Between AQP4-IgG-positive and negative patients with NMOSD, there were no significant differences in cognitive performance, despite having similar demographic and clinical characteristics.
Results from a well-characterized cohort of patients with neuromyelitis optica spectrum disorder (NMOSD) revealed slightly more than one-third of patients had cognitive dysfunction, with visual learning, and memory and attention-information processing speed (IPS) being the most affected cognitive domains. Cognitive and psychological assessments may be crucial to achieve a holistic approach in NMOSD patient care, the study investigators concluded.1
The noninterventional, cross-sectional study included 41 patients with NMOSD from 13 Spanish centers, of which 14 (34%) were classified as having global cognitive impairment. Demographic and clinical characteristics were similar (P >.05) between patients regardless of their cognitive status; however, patients with global cognitive impairment had lower satisfaction with life, more severe symptom endorsement, higher levels of perceived stigma, and greater impact of pain interfering with their lives than cognitively preserved patients.
Led by Elisabet Lopez-Soley, PhD student, Center of Neuroimmunology, Universitat de Barcelona, the trial aimed to better describe the cognitive profile of the disease, as well as analyze differences in serostatus. Cognitive performance was assessed using the Brief Repeatable Battery of Neuropsychological tests (BRB-N), which includes several tests assessing cognitive domains of verbal memory, visual memory, attention and processing speed, and semantic fluency and cognitive flexibility. Demographic and clinical characteristics were collected along with a cognitive z-score (Rao Battery) and HRQoL patient-centered measured, and their relationship was explored using linear regression.

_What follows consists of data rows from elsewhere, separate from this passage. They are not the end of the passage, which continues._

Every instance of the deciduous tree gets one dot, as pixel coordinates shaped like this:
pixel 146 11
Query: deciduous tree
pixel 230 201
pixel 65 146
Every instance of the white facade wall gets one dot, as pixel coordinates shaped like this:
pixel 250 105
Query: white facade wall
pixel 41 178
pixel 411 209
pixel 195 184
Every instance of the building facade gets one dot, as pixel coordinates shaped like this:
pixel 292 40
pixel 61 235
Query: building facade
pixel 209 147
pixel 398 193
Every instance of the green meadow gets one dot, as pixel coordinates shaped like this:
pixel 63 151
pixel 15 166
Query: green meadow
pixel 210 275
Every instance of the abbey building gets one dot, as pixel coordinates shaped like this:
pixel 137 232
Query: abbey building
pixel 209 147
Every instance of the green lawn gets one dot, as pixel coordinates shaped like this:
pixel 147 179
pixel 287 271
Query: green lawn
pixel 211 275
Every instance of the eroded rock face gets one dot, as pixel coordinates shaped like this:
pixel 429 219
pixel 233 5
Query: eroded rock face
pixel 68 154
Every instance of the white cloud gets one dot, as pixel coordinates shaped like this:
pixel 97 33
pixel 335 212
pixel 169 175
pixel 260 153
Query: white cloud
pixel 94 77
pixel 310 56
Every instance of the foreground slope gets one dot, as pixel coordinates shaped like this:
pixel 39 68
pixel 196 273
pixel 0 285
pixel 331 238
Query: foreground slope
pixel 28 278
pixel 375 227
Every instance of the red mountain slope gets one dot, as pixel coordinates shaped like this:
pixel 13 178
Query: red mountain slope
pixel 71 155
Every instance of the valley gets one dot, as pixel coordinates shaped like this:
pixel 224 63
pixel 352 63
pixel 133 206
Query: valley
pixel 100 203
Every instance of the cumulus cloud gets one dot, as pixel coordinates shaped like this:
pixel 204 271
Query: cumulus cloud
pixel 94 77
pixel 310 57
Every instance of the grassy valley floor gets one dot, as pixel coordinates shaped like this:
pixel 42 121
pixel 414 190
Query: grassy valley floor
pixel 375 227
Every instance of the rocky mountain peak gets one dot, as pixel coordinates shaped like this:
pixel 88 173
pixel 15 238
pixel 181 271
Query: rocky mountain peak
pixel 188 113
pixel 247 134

Patients were more frequently female (85%) and middle-aged (median, 44 years) with a median disease duration of 8.1 years (IQR, 3.9-15.5) and a median Expanded Disability Status Scale (EDSS) score of 2.0 (range, 0-7.5). Of the cohort, 27 patients (66%) were aquaporin-4 (AQP4) positive, although there were no significant between-group differences in demographic, clinical, and patient-centered measures based on seropositivity. In terms of each cognitive domain, 10 patients (24%) had impairment in verbal memory, 14 (34%) in visual memory, 13 (32%) in attention-IPS, and 3 (17%) in semantic fluency.
At the conclusion of the study, the global BRB-N z-score was associated with fatigue, as assessed by Fatigue Impact Scale for Daily Use (D-FIS) (ß = –0.322; 95% CI, –0.53 to 0.12; corrected P = .013), physical impact of the disease on quality of life (ß = –0.31; 95% CI, –0.53 to –0.09; P = .028), satisfaction with life (ß = 0.302; 95% CI, 0.09-0.51; P = .024), self-perception of symptoms (ß = –0.322; 95% CI, –0.55 to –0.11; P = 0.019), and perception of stigma (ß = –0.322; 95% CI, –0.53 to –0.12; P = .012). Depression was not related to cognitive performance (ß = –0.188; 95% CI, –0.41 to 0.04; P = .306).
An additional multiple regression model used the Akaike Information Criterion (AIC) to select the variables that best fit based on the whole cohort. Based on the AIC, the final model included gender as well as depression and fatigue scores, satisfaction with life, and perception of the stigma. In the sample, 40% of the variability of the z-score of BRB-N was explained by this model (adjusted R2 = 0.396; P <.001). A change of 1 point in the Beck Depression Inventory-Fast Screen questionnaire, sensitive to depression, was associated with a change of 0.6 points in global cognitive scores. Notably, fatigue, satisfaction of life questionnaire, and perception of stigma for neurological diseases were also related to cognition.